I have a STM32L151RBT6 with 1 ADC and 2 channels configured. The ADC is configured in "scan mode" and "continuous mode". The ADC has a resolution of 12 bits. The ADC values are saved into a buffer, where every element of the array is 32 bits in size. The DMA saves the ADC values as half word, so every element of the array contains 2 ADC values. So, if you zoom into an element, it would look like this:
MSB 0000 0000 0000 0000 0000 0000 0000 0000 LSB
|--| |------------| |--| |------------|
| | | |
| | | |ADC CH0 Value
| | |
| | |Filler Bits
| |
| |ADC CH1 Value
|
| Filler Bits
Note that every value is only 12 bits in size, since the ADC resolution is 12 bits.

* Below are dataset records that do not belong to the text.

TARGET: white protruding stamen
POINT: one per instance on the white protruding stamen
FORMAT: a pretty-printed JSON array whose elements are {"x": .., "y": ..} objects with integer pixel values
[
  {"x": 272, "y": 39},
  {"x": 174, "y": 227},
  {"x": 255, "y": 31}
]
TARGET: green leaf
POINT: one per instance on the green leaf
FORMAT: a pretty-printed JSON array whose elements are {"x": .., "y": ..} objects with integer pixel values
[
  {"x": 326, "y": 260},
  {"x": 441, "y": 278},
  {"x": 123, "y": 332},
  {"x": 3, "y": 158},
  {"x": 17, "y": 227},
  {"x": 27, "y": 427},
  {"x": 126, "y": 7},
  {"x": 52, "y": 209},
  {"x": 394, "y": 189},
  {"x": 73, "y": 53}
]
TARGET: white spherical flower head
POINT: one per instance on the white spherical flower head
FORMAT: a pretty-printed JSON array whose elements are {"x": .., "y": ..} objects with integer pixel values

Now comes my question: How would the DMA save the ADC values into the array, if I would configure 3 ADC channels, without reducing the resolution?

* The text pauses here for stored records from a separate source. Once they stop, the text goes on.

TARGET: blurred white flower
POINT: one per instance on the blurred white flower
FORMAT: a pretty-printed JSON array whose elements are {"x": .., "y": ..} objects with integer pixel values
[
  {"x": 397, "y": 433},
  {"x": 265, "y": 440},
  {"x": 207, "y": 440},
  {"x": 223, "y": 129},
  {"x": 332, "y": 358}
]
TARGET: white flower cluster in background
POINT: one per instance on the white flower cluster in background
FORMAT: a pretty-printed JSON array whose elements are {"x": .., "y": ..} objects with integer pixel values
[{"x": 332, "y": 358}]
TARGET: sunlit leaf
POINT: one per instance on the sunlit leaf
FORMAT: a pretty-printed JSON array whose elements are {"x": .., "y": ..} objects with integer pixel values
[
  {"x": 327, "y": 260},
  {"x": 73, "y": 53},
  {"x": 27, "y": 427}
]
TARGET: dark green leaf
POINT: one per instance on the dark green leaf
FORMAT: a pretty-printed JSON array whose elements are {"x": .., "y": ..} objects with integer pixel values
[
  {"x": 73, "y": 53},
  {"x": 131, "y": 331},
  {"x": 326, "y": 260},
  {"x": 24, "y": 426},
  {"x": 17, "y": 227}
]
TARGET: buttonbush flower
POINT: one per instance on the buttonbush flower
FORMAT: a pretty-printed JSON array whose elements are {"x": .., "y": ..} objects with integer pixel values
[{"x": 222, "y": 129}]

This is my DMA configuration:
static uint32_t ADC_ConvertedValue[16];
HAL_ADC_Start_DMA(&hadc, ADC_ConvertedValue, 32);
The ADC/DMA doesn't care that you defined your array to be an array of uint32_t. It just needs a memory address (probably aligned on a 2-byte boundary), and it will write the data in. You could define it as an array of char and it would be equally happy, so long as the alignment and size were ok.
Since you are running the ADC in 12-bit mode, and it is storing samples as 16-bit values, it would be much more natural to define the array as:
static uint16_t ADC_ConvertedValue[32];
Then you could access your samples using simple array indexing, rather than having to manually extract them from 32-bit values.
If you persist in using uint32_t, and changed the number of channels to 3, then the first array member would have samples from channels 0 and 1, then the next array member would have samples from channels 2 and 0, then the next would have 1 and 2, etc.